An ongoing commitment to product development also helps to keep Somero well ahead of the competition;
its customers know they’re always getting the latest flooring technology available.
Top-notch client list
It’s very important that concrete floors are flat in large commercial building projects, which is where many
of Somero’s machines end up being used. That’s because in these buildings the floors are often directly
covered with tiles or wood, unlike residential properties where a built up floor is normally used.
Having a perfectly flat floor is particularly crucial in warehouses and superstores, where products are often
stored on racks which can be anything up to 60 feet high. These racks need to be horizontal to ensure the
goods are held securely and can be removed safely at height.
Somero has amassed a long list of large, multinational customers which include several of the world’s
biggest names in concrete flooring. Its machines have been used on buildings for Amazon, Walmart, Home
Depot, B&Q, Sainsbury’s, Costco and DHL to name but a few…
Business is booming in the US
As I’ve already said, Somero’s headquarters are in the US – Fort Myers, Florida to be exact. This is because
at the moment around 60% of annual turnover comes from North America, so it’s a key market.
You may be wondering (as I was) why they didn’t list in the US. Well, according to Jack Cooney, the
directors felt that AIM suited their needs much better than NASDAQ and they prefer the quality of investors
it attracts – which all seems perfectly reasonable to me.

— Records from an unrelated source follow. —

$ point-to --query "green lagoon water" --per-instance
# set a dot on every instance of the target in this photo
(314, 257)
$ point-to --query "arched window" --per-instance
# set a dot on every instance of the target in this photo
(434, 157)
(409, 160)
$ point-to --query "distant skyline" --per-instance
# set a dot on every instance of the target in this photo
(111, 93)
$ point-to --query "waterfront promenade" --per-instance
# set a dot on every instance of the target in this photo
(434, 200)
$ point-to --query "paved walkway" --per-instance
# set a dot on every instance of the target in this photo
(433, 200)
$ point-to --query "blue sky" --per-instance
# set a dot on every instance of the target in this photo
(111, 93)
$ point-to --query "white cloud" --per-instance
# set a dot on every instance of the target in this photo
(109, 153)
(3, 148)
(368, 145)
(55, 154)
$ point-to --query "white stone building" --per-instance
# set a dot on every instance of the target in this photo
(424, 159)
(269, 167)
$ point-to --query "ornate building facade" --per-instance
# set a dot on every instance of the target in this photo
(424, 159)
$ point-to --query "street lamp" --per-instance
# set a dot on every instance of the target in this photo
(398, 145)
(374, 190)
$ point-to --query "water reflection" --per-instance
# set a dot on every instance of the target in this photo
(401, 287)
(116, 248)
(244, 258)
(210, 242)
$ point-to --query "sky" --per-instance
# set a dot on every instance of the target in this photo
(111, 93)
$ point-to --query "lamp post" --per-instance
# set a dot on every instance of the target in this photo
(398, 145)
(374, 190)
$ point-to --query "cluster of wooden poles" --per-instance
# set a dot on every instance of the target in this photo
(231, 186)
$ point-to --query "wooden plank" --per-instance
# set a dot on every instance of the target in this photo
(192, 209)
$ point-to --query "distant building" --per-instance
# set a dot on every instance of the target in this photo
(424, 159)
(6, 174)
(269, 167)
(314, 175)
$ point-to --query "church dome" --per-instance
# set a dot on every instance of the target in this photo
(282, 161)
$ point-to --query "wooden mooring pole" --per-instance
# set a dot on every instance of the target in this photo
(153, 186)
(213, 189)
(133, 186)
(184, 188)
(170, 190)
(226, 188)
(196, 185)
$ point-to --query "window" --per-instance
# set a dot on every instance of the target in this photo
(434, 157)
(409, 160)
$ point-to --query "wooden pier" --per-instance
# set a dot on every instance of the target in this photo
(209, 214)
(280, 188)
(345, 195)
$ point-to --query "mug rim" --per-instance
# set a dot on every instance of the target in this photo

Given the uncertainty surround the US economy at the moment you may also be wondering whether having
so much exposure there poses a risk. Obviously the construction industry is cyclical, but current statistics
are still looking very bullish for the US commercial building sector, thanks to pent-up demand left over from
the last recession.
Huge growth potential in China
Although Somero plans to continue rolling out its products right across the globe, it’s going to be focussing
heavily on China over the next few years. This represents a huge potential market for its flooring machines,
which could be worth around $1.2 billion in annual sales.